For more information about The Breakthrough T1D Center of Excellence in Northern California, please visit, https://www.breakthrought1d.org/impact/research/centers-of-excellence/northern-california/

For more information about the Breakthrough T1D Center of Excellence program, visit https://www.breakthrought1d.org/impact/research/centers-of-excellence/ 


About Breakthrough T1D

JDRF’s mission is to accelerate life-changing breakthroughs to cure, prevent and treat T1D and its complications. To accomplish this, Breakthrough T1D has invested more than $2.5 billion in research funding since our inception. We are an organization built on a grassroots model of people connecting in their local communities, collaborating regionally for efficiency and broader fundraising impact, and uniting on a global stage to pool resources, passion, and energy. We collaborate with academic institutions, policymakers, and corporate and industry partners to develop and deliver a pipeline of innovative therapies to people living with T1D. Our staff and volunteers throughout the United States and our five international affiliates are dedicated to advocacy, community engagement, and our vision of a world without T1D. For more information, please visit jdrf.org or follow us on Twitter (@JDRF), Facebook (@myjdrf), and Instagram (@jdrfhq).

About UCSF

University of California, San Francisco is the leading university exclusively focused on health. Through advanced biomedical research, graduate-level education in the life sciences and health professions, and excellence in care delivery, UCSF is leading revolutions in health worldwide.

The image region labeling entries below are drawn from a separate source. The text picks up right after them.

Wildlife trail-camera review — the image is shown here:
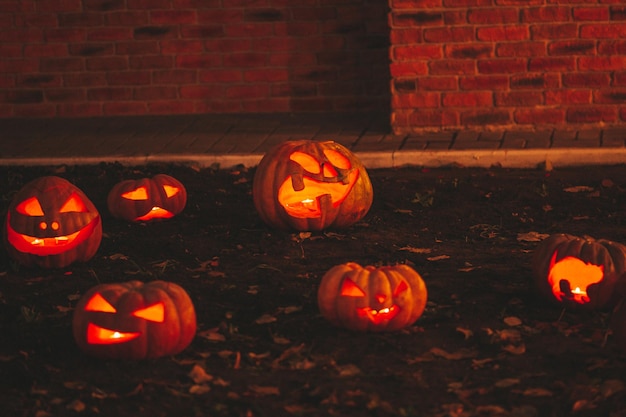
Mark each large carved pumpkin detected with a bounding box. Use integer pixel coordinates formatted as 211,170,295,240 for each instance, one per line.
317,262,428,332
4,176,102,268
72,281,196,359
107,174,187,222
252,140,373,231
532,234,626,309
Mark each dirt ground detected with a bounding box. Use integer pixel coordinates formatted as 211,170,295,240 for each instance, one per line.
0,165,626,417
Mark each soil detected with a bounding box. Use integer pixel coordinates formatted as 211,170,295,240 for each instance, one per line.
0,164,626,417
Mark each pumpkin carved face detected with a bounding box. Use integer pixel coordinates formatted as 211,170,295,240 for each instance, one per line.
5,176,102,268
317,262,427,332
253,140,373,231
107,174,187,222
533,234,626,309
73,281,196,359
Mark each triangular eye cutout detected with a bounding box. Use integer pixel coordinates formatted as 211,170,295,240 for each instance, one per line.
324,149,352,169
393,281,409,297
341,278,365,297
163,185,180,198
133,303,165,323
59,193,89,213
122,187,148,200
15,197,43,216
85,293,117,313
289,151,320,174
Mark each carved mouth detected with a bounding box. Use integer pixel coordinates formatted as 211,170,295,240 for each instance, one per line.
7,217,100,256
357,304,400,324
87,323,141,345
135,206,174,222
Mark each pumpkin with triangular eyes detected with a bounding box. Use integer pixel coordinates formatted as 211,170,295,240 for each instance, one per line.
107,174,187,222
4,176,102,268
317,262,428,332
72,281,196,359
252,140,373,231
532,233,626,310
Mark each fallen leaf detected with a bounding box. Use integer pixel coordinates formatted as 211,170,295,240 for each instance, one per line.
254,314,276,324
187,364,213,384
517,232,550,242
398,246,432,253
504,316,522,327
426,255,450,261
563,185,594,193
248,385,280,395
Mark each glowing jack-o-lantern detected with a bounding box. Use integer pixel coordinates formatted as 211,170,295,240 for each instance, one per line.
252,140,373,231
107,174,187,222
532,234,626,309
4,176,102,268
317,262,427,332
72,281,196,359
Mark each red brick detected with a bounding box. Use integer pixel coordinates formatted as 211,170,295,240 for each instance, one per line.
476,25,529,42
513,108,565,126
528,57,576,72
578,56,626,71
530,23,578,40
459,75,509,91
442,91,493,107
106,71,151,86
572,6,609,22
566,106,618,123
521,5,571,23
424,27,475,43
389,61,428,77
478,58,528,74
391,45,443,62
391,92,441,109
496,41,546,57
561,72,611,88
133,86,178,101
580,23,626,39
102,102,148,116
467,7,519,25
150,10,197,25
495,91,543,107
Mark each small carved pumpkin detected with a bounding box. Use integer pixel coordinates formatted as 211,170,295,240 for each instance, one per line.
317,262,427,332
72,281,196,359
532,234,626,309
4,176,102,268
252,140,373,231
107,174,187,222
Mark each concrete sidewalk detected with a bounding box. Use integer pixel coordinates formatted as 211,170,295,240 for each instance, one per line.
0,113,626,168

About Type 1 Diabetes (T1D)

T1D is an autoimmune condition that causes the pancreas to make very little insulin or none at all, leading to long-term complications which can include highs and lows in blood sugar; damage to the kidneys, eyes, nerves and heart; and even death if left untreated. It is one of the fastest-growing chronic health conditions. Many believe T1D is only diagnosed in childhood and early puberty, but diagnosis in adulthood is on the rise, and accounts for nearly 50% of all T1D diagnoses. The onset is sudden and nothing can be done to prevent it yet—it is not related to diet or lifestyle. While its causes are not yet entirely understood, scientists believe that both genetic factors and environmental triggers are involved. There is currently no cure for T1D.